E aqui começa a parte realmente interessante... A complexidade em si não é uma coisa ruim. O problema não é a complexidade, é a maneira como as empresas lidam com ela, criando níveis, cargos, estruturas hierárquicas, medições de performance e incentivos cada vez mais complexos, na tentativa de alinhar o comportamento dos funcionários com as constantes mudanças e novos desafios.
O resultado: em pesquisa realizada ao longo dos últimos 15 anos pelo Boston Consulting Group, foi constatado que a quantidade de processos, procedimentos, camadas organizacionais, corpos de coordenação e pontos de aprovação e decisões aumentaram entre 50% e 350%.
O custo para as empresas: nas 20% mais complexas os gerentes passam 40% preparando relatórios e entre 30% e 60% na coordenação de reuniões. Assustador, ainda mais se pensarmos (ou lembrarmos...) que umas das principais funções de qualquer gerente é trabalhar com seu time direto, orientá-lo nas atividades do dia a dia e facilitar que este time seja o mais produtivo possível.

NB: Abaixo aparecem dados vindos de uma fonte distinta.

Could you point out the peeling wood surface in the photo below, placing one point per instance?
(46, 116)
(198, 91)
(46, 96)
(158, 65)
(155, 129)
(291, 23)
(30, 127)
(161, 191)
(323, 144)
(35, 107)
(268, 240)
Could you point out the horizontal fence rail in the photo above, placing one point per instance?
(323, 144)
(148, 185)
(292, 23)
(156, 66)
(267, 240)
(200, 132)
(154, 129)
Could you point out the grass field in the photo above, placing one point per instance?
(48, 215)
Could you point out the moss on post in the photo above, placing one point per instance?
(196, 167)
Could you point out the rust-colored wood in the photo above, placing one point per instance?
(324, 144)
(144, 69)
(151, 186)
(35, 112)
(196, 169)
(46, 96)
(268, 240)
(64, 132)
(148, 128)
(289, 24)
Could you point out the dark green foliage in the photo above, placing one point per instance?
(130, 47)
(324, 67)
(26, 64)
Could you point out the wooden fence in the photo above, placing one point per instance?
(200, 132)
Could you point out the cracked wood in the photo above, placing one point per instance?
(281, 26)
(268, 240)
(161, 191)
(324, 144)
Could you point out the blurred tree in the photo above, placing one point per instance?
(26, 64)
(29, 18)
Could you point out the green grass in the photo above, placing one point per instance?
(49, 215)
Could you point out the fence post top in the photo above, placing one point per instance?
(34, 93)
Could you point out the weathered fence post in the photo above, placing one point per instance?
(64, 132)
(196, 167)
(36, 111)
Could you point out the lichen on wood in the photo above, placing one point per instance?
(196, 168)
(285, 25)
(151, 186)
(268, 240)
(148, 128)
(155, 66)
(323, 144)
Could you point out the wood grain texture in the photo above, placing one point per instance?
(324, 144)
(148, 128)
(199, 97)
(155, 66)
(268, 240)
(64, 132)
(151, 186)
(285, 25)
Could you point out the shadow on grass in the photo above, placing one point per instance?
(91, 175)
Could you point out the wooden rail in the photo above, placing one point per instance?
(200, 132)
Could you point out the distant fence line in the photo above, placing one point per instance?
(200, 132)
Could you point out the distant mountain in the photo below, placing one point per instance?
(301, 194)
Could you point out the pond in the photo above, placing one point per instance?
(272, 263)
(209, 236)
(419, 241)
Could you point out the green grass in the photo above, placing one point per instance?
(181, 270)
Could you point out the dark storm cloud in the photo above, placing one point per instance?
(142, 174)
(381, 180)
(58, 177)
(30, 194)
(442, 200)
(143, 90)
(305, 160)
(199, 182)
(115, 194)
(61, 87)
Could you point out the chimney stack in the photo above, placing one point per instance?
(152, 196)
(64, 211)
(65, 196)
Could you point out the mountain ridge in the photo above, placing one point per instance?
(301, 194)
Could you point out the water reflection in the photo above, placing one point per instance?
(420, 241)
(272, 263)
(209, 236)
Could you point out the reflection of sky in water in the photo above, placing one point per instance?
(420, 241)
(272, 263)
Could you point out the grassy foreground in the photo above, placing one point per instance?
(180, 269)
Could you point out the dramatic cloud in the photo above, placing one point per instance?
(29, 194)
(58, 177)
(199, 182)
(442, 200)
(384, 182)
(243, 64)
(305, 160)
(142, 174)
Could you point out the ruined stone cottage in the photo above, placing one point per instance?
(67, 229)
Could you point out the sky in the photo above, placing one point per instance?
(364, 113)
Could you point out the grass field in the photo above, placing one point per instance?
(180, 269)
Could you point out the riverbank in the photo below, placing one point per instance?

O artigo sugere seis regras para que as empresas lidem melhor com a complexidade:
1. Trabalhar para que cada funcionário entenda o que seus pares fazem, e quem deve fazer o que;
2. Reconheça e reforce o papel das pessoas que atuam como integradores;
3. Expanda a quantidade de poder no sistema (isso não é delegação de aprovações, é criar novas ações ou decisões que possam ser executadas pelas pessoas);
4. Aumente a demanda por reciprocidade: a responsabilidade é de todos, e não de um só, ou de apenas uma área.
5. Faça com que as pessoas sintam “a sombra do futuro” sobre elas: o autor dá um exemplo interessante de uma empresa que precisava aumentar a garantia de seu produto e para isso precisava reduzir custos de manutenção. Mas, ao mesmo tempo, tinha que seguir reduzindo o consumo de energia e o tamanho do equipamento, o que dificultava a manutenção. Várias tentativas de incentivar os engenheiros falharam, em especial porque o programa de incentivos ficava tão complexo, com tantos detalhes, que não motivava ninguém. A solução: mover alguns engenheiros para a linha de manutenção para que experimentassem rapidamente a consequencia de suas decisões.

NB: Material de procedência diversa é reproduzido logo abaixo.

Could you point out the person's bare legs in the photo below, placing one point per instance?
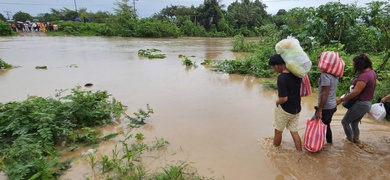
(278, 138)
(297, 140)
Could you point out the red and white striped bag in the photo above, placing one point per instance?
(315, 135)
(305, 86)
(331, 63)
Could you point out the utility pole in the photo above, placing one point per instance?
(8, 14)
(75, 6)
(135, 13)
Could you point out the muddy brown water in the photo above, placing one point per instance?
(219, 123)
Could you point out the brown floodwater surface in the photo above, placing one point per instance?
(219, 123)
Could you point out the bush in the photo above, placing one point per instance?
(5, 29)
(4, 65)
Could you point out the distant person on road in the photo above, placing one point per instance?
(288, 104)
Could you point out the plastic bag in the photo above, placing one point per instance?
(331, 63)
(297, 61)
(377, 111)
(305, 86)
(315, 135)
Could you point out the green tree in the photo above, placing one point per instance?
(247, 15)
(209, 13)
(5, 29)
(22, 16)
(124, 21)
(2, 18)
(338, 18)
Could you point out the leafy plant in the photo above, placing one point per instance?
(31, 129)
(141, 115)
(149, 53)
(4, 65)
(187, 62)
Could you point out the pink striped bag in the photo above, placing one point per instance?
(305, 86)
(315, 135)
(331, 63)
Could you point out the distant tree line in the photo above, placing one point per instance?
(359, 29)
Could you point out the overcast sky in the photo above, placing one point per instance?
(145, 8)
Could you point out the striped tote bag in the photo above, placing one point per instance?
(330, 62)
(315, 135)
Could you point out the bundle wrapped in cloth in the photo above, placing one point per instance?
(297, 61)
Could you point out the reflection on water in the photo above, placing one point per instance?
(220, 123)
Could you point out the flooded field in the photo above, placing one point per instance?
(219, 123)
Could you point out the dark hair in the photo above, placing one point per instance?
(276, 60)
(361, 62)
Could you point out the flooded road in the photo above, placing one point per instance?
(221, 124)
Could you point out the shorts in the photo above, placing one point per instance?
(286, 120)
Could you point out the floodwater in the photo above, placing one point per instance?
(220, 124)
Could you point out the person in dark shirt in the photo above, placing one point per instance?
(364, 88)
(288, 104)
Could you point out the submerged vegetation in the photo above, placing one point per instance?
(151, 53)
(33, 130)
(4, 65)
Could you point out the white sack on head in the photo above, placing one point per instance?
(297, 61)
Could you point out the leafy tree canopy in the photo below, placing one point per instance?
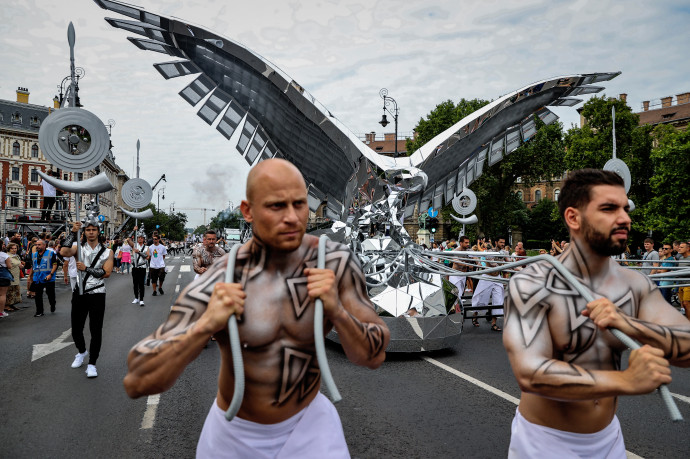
(668, 210)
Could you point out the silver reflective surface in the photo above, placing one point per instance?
(367, 195)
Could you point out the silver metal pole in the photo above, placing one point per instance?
(77, 198)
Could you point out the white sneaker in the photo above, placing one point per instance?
(91, 371)
(79, 359)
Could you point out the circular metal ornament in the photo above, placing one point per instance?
(137, 193)
(619, 167)
(74, 139)
(465, 202)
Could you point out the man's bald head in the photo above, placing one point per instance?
(271, 169)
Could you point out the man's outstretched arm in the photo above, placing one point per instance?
(658, 323)
(362, 333)
(203, 308)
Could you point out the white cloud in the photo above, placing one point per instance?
(342, 52)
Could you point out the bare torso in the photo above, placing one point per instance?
(550, 309)
(282, 375)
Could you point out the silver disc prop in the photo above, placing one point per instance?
(465, 202)
(94, 185)
(137, 193)
(148, 213)
(74, 139)
(619, 167)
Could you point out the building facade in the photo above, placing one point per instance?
(21, 158)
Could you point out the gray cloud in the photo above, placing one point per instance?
(342, 52)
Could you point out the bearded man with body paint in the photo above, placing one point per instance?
(566, 362)
(283, 414)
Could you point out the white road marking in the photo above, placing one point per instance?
(682, 398)
(502, 394)
(150, 413)
(41, 350)
(472, 380)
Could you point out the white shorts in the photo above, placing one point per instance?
(528, 440)
(486, 290)
(314, 432)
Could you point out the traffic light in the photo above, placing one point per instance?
(433, 224)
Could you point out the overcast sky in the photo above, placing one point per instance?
(343, 52)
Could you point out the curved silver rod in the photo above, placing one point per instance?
(148, 213)
(97, 184)
(235, 347)
(671, 406)
(319, 340)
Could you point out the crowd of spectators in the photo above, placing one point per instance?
(650, 259)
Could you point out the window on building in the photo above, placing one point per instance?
(14, 199)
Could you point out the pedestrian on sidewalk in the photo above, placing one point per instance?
(44, 263)
(205, 254)
(14, 294)
(96, 265)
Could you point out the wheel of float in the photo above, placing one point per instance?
(74, 139)
(465, 202)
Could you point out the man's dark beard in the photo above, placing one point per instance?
(602, 244)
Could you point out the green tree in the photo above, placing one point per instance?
(668, 209)
(544, 225)
(540, 159)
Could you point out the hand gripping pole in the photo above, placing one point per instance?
(671, 406)
(319, 340)
(235, 347)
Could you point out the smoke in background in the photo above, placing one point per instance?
(216, 187)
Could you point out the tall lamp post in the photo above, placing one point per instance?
(387, 100)
(160, 190)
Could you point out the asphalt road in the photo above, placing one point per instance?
(454, 403)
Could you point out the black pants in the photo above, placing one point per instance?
(38, 288)
(138, 280)
(93, 306)
(47, 205)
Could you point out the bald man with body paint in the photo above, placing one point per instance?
(283, 414)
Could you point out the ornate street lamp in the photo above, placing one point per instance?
(384, 121)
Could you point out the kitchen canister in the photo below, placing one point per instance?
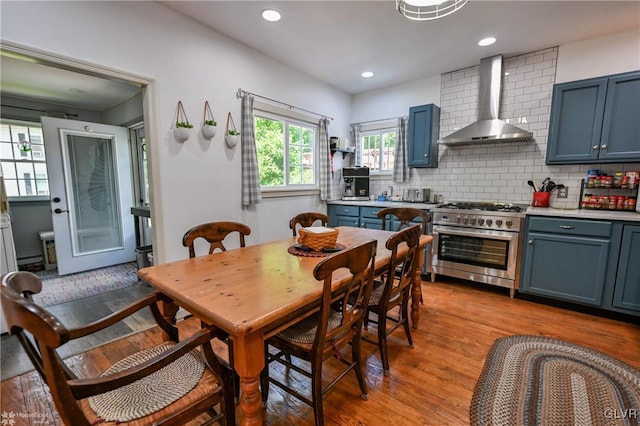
(541, 199)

6. Culpe aqueles que não cooperam: ao invés de buscar identificar um responsável único, culpe aqueles que não cooperam no trabalho, aqueles que se satisfazem dizendo “eu fiz a minha parte”. São estes (e a prática de não reconhecer aqueles que trabalham de maneira mais cooperativa em favor dos grandes “heróis”) quem mais prejudicam a produtividade.
Muito útil também são as dicas do que não fazer:
. Nunca adicione um processo ou uma camada a menos que seja absolutamente necessário;
. Nunca culpe a mentalidade ou o estado mental (mind-set) de alguém por um problema. Ao contrário, procure entender as restrições, objetivos e recursos que as pessoas dispõe para executar o seu trabalho;
. Não deixe as decisões serem escaladas para você (gerente);
. Não se baseie em incentivos financeiros;
. Não tente medir comportamentos específicos. O comportamento de maior valor agregado, a cooperação, não pode ser medido de forma eficiente.
Bom, mais do que isso só vocês lendo o artigo … mas vou fechar este post reforçando minha opinião: o foco deve ser nas pessoas, não nas tarefas. O papel do gerente é facilitar, e não só medir e cobrar. O valor agregado do gerente para a empresa tem que ser muito mais do que produzir relatórios e participar de reuniões internas. A complexidade é boa, mas exige pessoas motivadas e bem orientadas, e isso não pode ser conseguido apenas com planos de incentivos e recompensas financeiras. A cooperação e a colaboração são o sistema nervoso de uma empresa com excelência de execução.